The governor has hitched his political stardom behind bold uses of state power, from suspending local prosecutors to targeting Disney after the company criticized the Parental Rights in Education legislation, also known as Don’t Say Gay, that he signed in 2022. DeSantis has also restricted classroom instruction on race and gender and made it easier to ban certain books from schools.

His Republican opponents have called such use of state power a betrayal of conservative principles. Democrats agreed.

“Freedom of speech and peaceful protest have been curtailed, destroying constitutional protections assured by the First Amendment,” Senate minority leader Lauren Book, D-Plantation, said afterward.

Under DeSantis, the state’s budget has broken records each year. The state’s tax revenues have boomed, and Florida recovered quickly from the pandemic. But the budget has also been larger thanks to billions in federal coronavirus relief dollars that Sen. Rick Scott urged DeSantis to return.

DeSantis has also spent millions to carry out his conservative agenda, with little public disclosure or oversight of the spending.

The executive office of the governor has grown nearly 600% on his watch, larger than any other state entity. Top officials who carry out his agenda have received extraordinary paydays. The president of New College of Florida, the roughly 800-student school that he’s reshaped into a conservative bastion, has a $1.3 million compensation package.
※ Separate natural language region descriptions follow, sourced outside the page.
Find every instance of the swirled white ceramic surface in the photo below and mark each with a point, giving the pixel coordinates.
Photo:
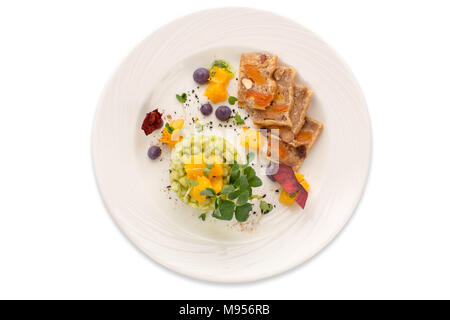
(130, 184)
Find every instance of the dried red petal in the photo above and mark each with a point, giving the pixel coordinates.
(287, 179)
(301, 197)
(152, 122)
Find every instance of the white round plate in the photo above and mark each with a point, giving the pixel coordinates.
(134, 187)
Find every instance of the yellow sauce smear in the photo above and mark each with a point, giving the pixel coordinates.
(195, 170)
(218, 82)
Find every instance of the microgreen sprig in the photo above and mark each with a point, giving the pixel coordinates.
(234, 198)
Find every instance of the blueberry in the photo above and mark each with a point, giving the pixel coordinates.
(271, 169)
(223, 113)
(154, 152)
(206, 109)
(201, 75)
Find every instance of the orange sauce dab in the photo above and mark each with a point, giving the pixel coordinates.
(261, 100)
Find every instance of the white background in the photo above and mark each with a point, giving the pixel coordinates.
(56, 237)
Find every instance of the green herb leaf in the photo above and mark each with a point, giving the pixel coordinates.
(182, 98)
(193, 182)
(249, 172)
(243, 198)
(227, 189)
(265, 207)
(239, 119)
(242, 212)
(208, 192)
(232, 100)
(226, 208)
(216, 214)
(169, 128)
(233, 195)
(235, 173)
(243, 182)
(255, 182)
(250, 157)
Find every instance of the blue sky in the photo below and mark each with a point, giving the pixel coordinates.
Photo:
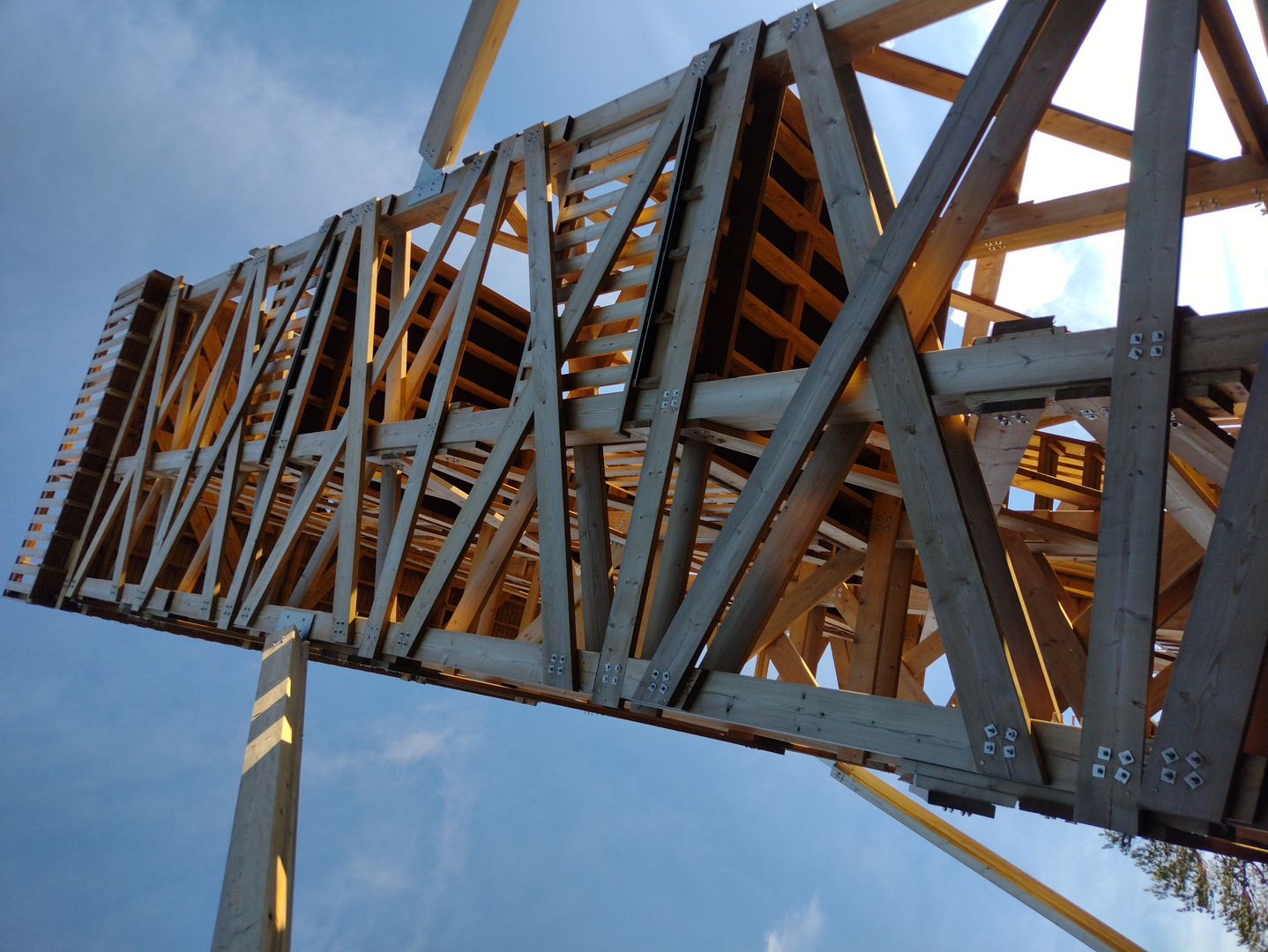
(178, 138)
Florida Surgeon General Joseph Ladapo, who has championed DeSantis’ anti-COVID vaccination policies, makes more than $430,000 per year between his state salary and the University of Florida.

“Let’s be clear: there is nothing ‘fiscally responsible’ about Ron’s agenda,” Florida Democratic Party chairperson Nikki Fried said in a statement Tuesday.

Lawmakers’ priorities

Even if DeSantis isn’t touting new policies, legislative leaders have ideas of their own.

Passidomo wants legislation boosting the number of doctors and nurses and steering Floridians away from getting treated at expensive emergency rooms. On Tuesday, she cautioned that expanding Medicaid wasn’t on the agenda.

“I’m not going to spend the next 60 days re-litigating Medicaid expansion,” she told senators.

In the House, Renner told representatives that he wanted to see a ban on children under 16 using social media and a prohibition on their ability to access pornography.

“Call it a culture war if you want, but it is another battle to defend common sense against those who want to obliterate the distinction between adulthood and childhood,” Renner said Tuesday.

Times/Herald Tallahassee bureau reporters Romy Ellenbogen and Ana Ceballos contributed to this story.